In the past, the directors would hold weekly meetings where paupers could come and explain why they were in need of aid from the Hospital. This new administration did not favor meeting in person with these paupers. Because of this, they began to ask the poor to send in written petitions, explaining why they needed a bread card. This ended up making it more difficult to judge paupers, because they would all write the same sort of letters, begging and praising the directors (often mentioning that they prayed for all the directors' health). And the majority of the poor, who were illiterate would simply hire someone to write their petition, causing the directors to have an influx of letters that were almost identical.

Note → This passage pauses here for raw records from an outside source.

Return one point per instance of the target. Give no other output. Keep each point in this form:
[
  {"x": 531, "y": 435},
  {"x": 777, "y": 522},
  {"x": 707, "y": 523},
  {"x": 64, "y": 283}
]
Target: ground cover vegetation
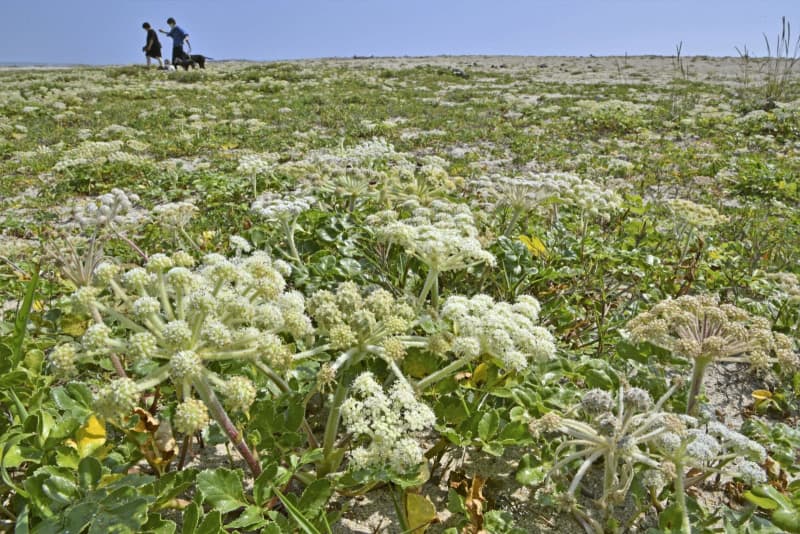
[{"x": 254, "y": 298}]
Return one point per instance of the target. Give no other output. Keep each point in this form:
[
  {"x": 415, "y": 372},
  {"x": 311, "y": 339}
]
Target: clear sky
[{"x": 109, "y": 31}]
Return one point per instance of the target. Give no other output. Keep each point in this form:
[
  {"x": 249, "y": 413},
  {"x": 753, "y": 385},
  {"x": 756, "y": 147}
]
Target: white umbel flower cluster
[
  {"x": 352, "y": 317},
  {"x": 699, "y": 327},
  {"x": 711, "y": 446},
  {"x": 111, "y": 209},
  {"x": 443, "y": 236},
  {"x": 257, "y": 163},
  {"x": 174, "y": 318},
  {"x": 508, "y": 332},
  {"x": 387, "y": 424},
  {"x": 539, "y": 192},
  {"x": 694, "y": 214}
]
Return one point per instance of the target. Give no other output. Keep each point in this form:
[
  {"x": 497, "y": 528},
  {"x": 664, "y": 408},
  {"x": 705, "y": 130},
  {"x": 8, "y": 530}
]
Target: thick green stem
[
  {"x": 221, "y": 417},
  {"x": 330, "y": 463},
  {"x": 680, "y": 499},
  {"x": 698, "y": 372},
  {"x": 513, "y": 222},
  {"x": 442, "y": 373},
  {"x": 288, "y": 229},
  {"x": 131, "y": 244},
  {"x": 609, "y": 475},
  {"x": 432, "y": 277}
]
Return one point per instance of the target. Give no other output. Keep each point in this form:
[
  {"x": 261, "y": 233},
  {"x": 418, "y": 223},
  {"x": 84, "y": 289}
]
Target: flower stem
[
  {"x": 441, "y": 374},
  {"x": 432, "y": 277},
  {"x": 698, "y": 371},
  {"x": 680, "y": 498},
  {"x": 329, "y": 462},
  {"x": 221, "y": 417}
]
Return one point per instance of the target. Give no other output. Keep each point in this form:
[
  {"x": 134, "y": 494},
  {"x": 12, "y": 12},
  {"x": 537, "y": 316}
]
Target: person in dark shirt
[
  {"x": 152, "y": 48},
  {"x": 178, "y": 38}
]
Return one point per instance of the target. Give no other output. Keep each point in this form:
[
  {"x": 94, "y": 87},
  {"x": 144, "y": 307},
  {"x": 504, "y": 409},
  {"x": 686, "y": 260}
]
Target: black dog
[{"x": 193, "y": 61}]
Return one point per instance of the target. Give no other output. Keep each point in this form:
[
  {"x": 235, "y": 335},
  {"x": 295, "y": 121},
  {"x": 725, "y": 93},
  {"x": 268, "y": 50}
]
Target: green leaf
[
  {"x": 530, "y": 476},
  {"x": 158, "y": 525},
  {"x": 89, "y": 472},
  {"x": 787, "y": 519},
  {"x": 251, "y": 518},
  {"x": 455, "y": 503},
  {"x": 191, "y": 516},
  {"x": 80, "y": 516},
  {"x": 315, "y": 496},
  {"x": 262, "y": 488},
  {"x": 60, "y": 490},
  {"x": 21, "y": 322},
  {"x": 488, "y": 425},
  {"x": 122, "y": 511},
  {"x": 211, "y": 524},
  {"x": 760, "y": 501},
  {"x": 295, "y": 413},
  {"x": 420, "y": 512},
  {"x": 296, "y": 515},
  {"x": 172, "y": 484},
  {"x": 222, "y": 489}
]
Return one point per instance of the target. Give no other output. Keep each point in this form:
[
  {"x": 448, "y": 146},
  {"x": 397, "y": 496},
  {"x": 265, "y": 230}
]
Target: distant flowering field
[{"x": 254, "y": 298}]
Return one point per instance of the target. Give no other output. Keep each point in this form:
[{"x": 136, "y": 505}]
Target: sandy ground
[
  {"x": 591, "y": 69},
  {"x": 609, "y": 69}
]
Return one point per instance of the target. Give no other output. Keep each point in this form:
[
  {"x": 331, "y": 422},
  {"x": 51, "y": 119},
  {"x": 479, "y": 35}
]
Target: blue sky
[{"x": 109, "y": 31}]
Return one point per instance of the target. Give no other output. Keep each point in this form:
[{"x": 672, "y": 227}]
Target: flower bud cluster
[
  {"x": 443, "y": 236},
  {"x": 257, "y": 163},
  {"x": 699, "y": 327},
  {"x": 500, "y": 330},
  {"x": 711, "y": 446},
  {"x": 387, "y": 425},
  {"x": 88, "y": 153},
  {"x": 538, "y": 192},
  {"x": 179, "y": 317},
  {"x": 280, "y": 207},
  {"x": 111, "y": 209},
  {"x": 351, "y": 316},
  {"x": 696, "y": 215}
]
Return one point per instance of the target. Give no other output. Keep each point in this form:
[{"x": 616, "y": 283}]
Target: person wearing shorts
[
  {"x": 152, "y": 48},
  {"x": 178, "y": 38}
]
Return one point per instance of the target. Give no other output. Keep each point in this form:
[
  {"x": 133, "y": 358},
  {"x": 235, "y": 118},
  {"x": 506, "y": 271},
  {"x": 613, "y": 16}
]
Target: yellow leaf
[
  {"x": 761, "y": 394},
  {"x": 90, "y": 437},
  {"x": 480, "y": 373},
  {"x": 420, "y": 511},
  {"x": 534, "y": 245},
  {"x": 73, "y": 326}
]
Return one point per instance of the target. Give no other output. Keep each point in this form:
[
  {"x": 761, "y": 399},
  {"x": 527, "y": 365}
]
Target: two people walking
[{"x": 152, "y": 48}]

In short, the hospital which was once a place for every beggar of the city, now only cared for the sick. And the bread distribution, meant for all of the paupers, was now reserved mainly for the women and elderly who truly needed it. The directors did not care about the "War against Begging" which was the foundation of the hospital when it was first established. The directors began to slowly ignore the majority of the poor, leaving that task to the king and his courts.